Black News Hour: Meet Shavel’le Olivier, executive director of Mattapan Food and Fitness Coalition

By Tiana Woodard Globe Staff,Updated July 22, 2022, 6:13 p.m.


Shavel'le Olivier of the Mattapan Food & Fitness Coalition.NILE SCOTT STUDIOS


Health and wellness is Shavel’le Olivier’s love language.

As executive director of the Mattapan Food and Fitness Coalition, Olivier leads efforts to make fresh, healthy food and safe, recreational activity available to everyone. While running the local nonprofit, she also strives to engage youth in Boston’s bureaucratic process with the consulting agency Consult LeLa.

Black News Hour asked Olivier about her passions and upcoming projects.

This interview has been edited for length and clarity.

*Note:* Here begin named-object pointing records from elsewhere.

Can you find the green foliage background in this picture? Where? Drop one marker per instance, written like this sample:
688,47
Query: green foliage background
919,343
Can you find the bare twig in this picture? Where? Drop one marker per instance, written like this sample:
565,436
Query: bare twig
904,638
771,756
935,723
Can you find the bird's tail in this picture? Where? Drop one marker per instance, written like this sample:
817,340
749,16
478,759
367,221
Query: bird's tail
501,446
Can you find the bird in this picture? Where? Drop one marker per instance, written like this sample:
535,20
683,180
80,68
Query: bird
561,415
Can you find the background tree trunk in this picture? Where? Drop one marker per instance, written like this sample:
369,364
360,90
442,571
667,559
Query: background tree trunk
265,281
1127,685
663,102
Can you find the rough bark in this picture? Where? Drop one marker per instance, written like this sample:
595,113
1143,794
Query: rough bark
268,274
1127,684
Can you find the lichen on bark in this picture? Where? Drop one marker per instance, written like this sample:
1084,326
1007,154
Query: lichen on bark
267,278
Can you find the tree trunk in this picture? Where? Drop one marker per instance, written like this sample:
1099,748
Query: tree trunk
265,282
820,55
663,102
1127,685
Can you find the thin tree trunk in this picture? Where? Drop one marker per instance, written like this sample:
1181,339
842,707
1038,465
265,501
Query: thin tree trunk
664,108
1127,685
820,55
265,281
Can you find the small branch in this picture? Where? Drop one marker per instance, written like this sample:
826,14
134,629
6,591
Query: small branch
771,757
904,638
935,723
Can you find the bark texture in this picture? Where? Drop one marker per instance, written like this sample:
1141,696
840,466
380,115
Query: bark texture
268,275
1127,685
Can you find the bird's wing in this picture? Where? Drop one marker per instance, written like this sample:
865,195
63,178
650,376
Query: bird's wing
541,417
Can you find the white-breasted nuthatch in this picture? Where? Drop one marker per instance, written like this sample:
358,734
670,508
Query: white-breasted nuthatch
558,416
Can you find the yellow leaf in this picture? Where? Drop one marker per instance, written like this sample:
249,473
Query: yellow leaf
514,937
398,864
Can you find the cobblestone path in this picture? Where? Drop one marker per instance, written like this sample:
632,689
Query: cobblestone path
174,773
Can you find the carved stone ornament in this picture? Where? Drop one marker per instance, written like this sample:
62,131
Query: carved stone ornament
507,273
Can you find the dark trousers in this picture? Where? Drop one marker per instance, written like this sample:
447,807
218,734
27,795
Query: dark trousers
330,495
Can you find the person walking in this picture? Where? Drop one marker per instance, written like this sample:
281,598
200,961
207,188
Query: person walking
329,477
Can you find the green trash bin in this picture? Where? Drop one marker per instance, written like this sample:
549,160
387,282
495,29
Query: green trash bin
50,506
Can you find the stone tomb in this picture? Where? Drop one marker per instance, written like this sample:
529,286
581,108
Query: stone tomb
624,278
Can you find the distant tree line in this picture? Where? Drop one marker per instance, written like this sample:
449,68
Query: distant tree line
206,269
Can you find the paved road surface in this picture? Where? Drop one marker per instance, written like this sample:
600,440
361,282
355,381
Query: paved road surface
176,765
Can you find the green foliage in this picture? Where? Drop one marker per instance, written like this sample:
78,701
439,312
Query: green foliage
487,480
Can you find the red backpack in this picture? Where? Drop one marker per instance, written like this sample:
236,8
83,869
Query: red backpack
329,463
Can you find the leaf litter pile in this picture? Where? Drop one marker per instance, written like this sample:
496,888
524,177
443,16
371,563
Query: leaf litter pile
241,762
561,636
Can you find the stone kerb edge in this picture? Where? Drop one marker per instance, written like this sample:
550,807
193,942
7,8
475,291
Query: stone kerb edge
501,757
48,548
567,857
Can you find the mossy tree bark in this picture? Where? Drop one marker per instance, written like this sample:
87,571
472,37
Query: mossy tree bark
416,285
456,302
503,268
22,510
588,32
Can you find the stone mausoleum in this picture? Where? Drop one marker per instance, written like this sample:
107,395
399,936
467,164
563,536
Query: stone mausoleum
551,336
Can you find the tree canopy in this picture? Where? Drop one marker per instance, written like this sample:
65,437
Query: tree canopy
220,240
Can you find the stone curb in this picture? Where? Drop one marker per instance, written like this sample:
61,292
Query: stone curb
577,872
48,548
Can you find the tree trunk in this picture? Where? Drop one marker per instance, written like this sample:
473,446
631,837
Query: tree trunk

BG: What led you to the work that you do today? SO: My twin sister and I moved in with my dad in Mattapan when we were 12, and I did a job interview with the Mattapan Food and Fitness Coalition when I was about 17 and was hired. I was introduced to politics, community engagement, biking, transportation, and what it means to be an advocate. I became the executive director in 2019. In 2011, MFFC’s Vigorous Youth [team] created Mattapan on Wheels [Bike-a-Thon]. But little did I know this event would expose me to the transportation world. I worked at a transportation advocacy organization called LivableStreets Alliance, and I’d go to these different meetings where organizations were making decisions about transportation. It was really a learning curve to [learn] the lingo they use, and it felt like they were having a hard time connecting with communities of color. They were always [trying to figure out why they] can’t connect [to people like] me, and I wondered why. So I created T-Talks, a way for BIPOC communities, as well as Mattapan, Dorchester, and Roxbury residents, to learn and talk about these issues.

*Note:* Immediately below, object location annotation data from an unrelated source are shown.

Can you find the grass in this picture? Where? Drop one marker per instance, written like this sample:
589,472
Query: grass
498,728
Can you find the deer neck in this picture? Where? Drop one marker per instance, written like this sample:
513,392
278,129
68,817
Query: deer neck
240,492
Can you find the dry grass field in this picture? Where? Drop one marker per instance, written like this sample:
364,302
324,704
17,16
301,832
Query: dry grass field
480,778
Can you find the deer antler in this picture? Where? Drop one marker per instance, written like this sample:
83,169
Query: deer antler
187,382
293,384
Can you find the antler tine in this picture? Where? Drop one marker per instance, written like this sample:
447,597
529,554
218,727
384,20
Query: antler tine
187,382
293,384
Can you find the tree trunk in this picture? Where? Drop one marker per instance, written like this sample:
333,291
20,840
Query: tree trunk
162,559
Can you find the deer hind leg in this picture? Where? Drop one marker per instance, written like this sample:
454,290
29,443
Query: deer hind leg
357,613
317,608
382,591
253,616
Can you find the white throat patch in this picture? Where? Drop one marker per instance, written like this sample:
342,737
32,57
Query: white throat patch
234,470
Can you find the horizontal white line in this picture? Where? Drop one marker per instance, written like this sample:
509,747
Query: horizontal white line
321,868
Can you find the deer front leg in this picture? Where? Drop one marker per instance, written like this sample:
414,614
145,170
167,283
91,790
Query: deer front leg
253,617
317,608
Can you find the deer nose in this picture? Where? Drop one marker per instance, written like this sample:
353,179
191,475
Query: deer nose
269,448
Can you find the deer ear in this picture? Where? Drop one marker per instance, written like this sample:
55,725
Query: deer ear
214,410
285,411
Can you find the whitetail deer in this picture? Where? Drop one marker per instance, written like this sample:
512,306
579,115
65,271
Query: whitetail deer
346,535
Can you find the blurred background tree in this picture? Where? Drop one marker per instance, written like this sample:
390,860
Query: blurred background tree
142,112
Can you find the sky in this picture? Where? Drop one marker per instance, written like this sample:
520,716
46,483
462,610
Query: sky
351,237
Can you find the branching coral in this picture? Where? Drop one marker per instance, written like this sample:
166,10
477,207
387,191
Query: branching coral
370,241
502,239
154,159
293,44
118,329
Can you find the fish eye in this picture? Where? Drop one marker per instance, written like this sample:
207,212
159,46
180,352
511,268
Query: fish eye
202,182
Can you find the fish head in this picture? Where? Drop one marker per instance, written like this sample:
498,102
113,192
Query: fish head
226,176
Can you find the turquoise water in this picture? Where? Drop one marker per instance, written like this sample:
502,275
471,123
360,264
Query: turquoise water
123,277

Chavella Lee-Pacheco and I started helping the City of Boston with communication. After a year of doing that, Chavella and I said, ‘Let’s start [Consult LeLa].’ That’s how I got here.

BG: How have these roles changed you? SO: My advisory board at MFFC became a family who helped me. They mentored me and took the time to teach me the history of the Mattapan community. Without these experiences, I wouldn’t be where I am.

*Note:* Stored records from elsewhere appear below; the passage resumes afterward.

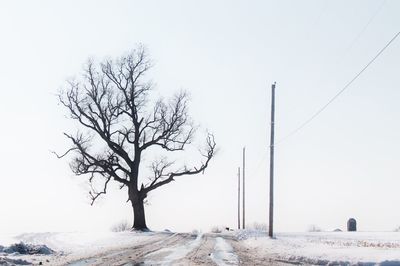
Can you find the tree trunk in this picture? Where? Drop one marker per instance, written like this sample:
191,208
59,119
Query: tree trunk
139,219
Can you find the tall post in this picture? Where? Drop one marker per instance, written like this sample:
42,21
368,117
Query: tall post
271,165
244,187
238,197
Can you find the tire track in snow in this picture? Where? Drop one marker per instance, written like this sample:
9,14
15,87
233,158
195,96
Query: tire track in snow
170,255
223,253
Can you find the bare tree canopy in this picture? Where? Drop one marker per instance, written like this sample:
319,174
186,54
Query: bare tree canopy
111,101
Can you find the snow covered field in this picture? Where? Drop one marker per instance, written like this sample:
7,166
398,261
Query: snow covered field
245,247
323,248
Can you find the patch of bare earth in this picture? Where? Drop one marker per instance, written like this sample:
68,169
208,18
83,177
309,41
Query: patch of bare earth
250,256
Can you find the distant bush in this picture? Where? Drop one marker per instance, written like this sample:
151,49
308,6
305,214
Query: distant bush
314,228
121,227
216,230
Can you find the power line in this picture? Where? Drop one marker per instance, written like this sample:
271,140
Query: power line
339,93
367,25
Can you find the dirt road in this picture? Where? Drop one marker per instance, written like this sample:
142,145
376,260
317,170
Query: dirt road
177,249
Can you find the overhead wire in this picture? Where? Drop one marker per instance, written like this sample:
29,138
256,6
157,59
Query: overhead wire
319,111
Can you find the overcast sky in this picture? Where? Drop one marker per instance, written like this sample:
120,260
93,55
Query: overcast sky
225,54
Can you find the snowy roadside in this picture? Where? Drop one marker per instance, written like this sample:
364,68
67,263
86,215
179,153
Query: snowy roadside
71,246
327,248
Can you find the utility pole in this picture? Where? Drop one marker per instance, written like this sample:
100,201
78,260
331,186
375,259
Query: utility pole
244,175
271,165
238,197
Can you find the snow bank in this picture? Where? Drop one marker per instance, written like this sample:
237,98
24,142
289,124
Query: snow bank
72,242
323,248
72,246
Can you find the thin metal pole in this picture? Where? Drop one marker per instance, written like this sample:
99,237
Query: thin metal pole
238,197
271,165
244,175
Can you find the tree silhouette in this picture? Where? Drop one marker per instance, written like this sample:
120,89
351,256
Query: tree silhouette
111,102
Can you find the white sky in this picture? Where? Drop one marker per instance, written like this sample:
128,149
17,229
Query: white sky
226,54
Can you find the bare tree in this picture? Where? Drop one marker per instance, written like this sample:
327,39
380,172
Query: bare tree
111,101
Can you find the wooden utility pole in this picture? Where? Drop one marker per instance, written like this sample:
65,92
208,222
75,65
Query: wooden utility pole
238,197
244,175
271,165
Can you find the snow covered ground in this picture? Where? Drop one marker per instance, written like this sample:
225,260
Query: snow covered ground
72,245
245,247
323,248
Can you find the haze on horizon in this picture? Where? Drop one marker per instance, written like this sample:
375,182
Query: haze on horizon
225,54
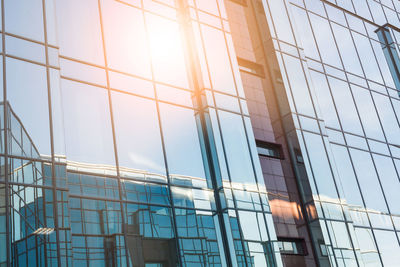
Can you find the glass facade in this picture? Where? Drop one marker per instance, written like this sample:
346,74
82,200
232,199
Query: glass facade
125,138
338,62
147,132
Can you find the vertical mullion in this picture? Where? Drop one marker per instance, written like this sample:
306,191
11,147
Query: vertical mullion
5,120
114,136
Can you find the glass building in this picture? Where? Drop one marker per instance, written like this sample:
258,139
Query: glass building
163,133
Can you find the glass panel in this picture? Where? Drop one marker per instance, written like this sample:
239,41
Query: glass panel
138,134
79,32
368,250
236,148
388,247
28,102
345,106
167,51
182,145
88,134
299,86
389,180
346,174
125,39
347,50
320,165
367,112
25,18
388,118
368,180
218,60
325,41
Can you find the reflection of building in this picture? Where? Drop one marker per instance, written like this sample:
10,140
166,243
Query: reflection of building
200,133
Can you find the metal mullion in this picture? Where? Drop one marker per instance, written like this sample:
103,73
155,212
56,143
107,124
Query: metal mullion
363,130
113,134
206,131
162,140
53,173
5,120
384,135
222,224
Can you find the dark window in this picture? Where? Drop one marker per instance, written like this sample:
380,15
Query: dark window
292,246
267,149
240,2
323,248
251,67
390,52
299,156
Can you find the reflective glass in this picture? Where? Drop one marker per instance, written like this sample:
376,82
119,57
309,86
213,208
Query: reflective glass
79,33
368,180
368,249
182,145
130,53
31,110
388,247
388,118
345,106
320,165
299,86
138,134
218,60
347,177
236,148
389,180
325,41
88,134
166,48
367,112
25,18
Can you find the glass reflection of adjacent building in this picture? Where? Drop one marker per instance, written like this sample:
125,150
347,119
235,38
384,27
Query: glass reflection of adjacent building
127,138
147,132
335,69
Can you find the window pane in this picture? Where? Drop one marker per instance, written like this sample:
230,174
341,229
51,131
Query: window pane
138,134
28,99
390,182
218,60
25,18
368,180
236,147
88,134
182,142
320,165
345,106
388,247
347,177
167,51
125,39
79,30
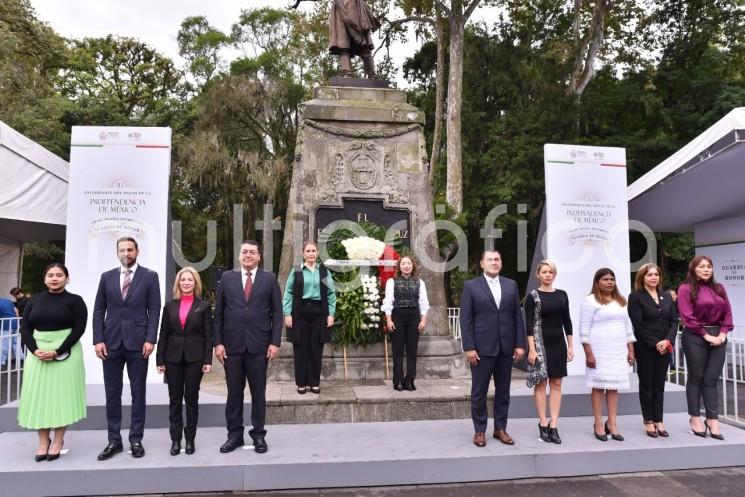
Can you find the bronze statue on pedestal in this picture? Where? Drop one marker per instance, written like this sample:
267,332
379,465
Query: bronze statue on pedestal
351,25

BG: What comes to mind when you hear the word ‘Mattapan’? SO: Love. Mattapan has this negative stereotype and every time you look on the news, it’s nothing positive. We can’t control structural racism, it was just placed upon us. Another word is togetherness. Mattapan residents do care about what’s happening in the neighborhood. They may not have the lingo that those with decision-making power have, but they do have the experiential knowledge about their own community.

BG: What upcoming events should people keep on their radar? SO: The Mattapan Square Farmer’s Market will be at the corner of Fairway [Street] and Cummins Highway every Saturday from 10 a.m. to 1 p.m. until Oct. 29. We’re [also] hosting our annual Mattapan on Wheels event on July 23.

We’ve also partnered with SPARK Boston to host a social at Kay’s Oasis on July 28.

BG: What’s a fun fact people might not know about you? SO: I biked 400 miles to Canada.